As Colonel-in-Chief of the Army Air Corps, it gives me particular pleasure to acknowledge the enormous debt of gratitude we owe to those who founded it and the many since who, especially in the early years, worked to ensure its continued success.

In 1957, when the Corps was formed, the British Army had just a small number of Air Observation Post light aircraft which were used for artillery spotting and observation. Its predecessors the Air OP Squadrons and Glider Pilot Regiment had served with distinction in the Second World War when the helicopter was still in its infancy.

With the introduction to service of the Apache Attack Helicopter into today's Army Air Corps, who could have imagined then that the helicopter would come to play such a leading role in the battlefield?
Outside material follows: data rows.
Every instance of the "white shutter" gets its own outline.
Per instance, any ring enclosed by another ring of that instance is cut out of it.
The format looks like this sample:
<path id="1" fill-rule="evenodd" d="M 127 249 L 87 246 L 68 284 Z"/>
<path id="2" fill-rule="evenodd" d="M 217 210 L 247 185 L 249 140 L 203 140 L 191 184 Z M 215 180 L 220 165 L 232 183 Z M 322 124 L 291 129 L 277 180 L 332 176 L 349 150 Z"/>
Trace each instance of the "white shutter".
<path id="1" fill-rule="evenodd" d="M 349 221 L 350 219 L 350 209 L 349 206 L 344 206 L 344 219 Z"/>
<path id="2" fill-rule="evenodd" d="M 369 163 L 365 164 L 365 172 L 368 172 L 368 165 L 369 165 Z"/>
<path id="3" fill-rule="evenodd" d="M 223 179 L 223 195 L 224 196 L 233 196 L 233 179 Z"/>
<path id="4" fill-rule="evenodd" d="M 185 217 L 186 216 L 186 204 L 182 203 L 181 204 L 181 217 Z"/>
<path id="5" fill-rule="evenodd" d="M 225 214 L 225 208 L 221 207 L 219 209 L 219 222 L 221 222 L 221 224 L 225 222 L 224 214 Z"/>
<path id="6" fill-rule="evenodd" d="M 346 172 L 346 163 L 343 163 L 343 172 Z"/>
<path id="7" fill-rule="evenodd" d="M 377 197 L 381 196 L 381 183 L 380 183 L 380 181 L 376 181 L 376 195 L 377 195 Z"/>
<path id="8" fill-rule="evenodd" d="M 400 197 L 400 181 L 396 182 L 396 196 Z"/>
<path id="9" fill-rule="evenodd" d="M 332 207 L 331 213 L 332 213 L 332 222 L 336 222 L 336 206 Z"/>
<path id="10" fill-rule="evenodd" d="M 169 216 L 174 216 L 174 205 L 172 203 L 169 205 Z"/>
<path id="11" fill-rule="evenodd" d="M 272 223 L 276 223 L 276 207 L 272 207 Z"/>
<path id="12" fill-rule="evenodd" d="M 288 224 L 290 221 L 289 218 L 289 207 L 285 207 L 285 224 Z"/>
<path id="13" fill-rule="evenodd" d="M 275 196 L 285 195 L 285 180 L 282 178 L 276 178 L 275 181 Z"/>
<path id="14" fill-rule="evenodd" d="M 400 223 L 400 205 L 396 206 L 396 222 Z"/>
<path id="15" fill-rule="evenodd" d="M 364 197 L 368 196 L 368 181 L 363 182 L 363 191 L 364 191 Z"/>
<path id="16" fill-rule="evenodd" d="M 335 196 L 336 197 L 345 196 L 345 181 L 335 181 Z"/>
Since its formation, the Corps has been deployed in almost every country where the British Army has operated. From Borneo to Aden and from the Falkland Islands to the Gulf, the Army Air Corps has served with great credit, whatever role it was called upon to perform. Its history which is so well presented at the Corps' museum at Middle Wallop, is fascinating; indeed it is littered with many examples of the bravery, imagination and verve for which the Corps is renowned. The Army Historic Aircraft Flight brings that history alive with care and devotion by keeping these wonderful aircraft, no longer in service, in flying condition and by demonstrating them in public.

As Colonel-in-Chief, I can only say how proud I am to be associated with the Army Air Corps and the Historic Aircraft Flight.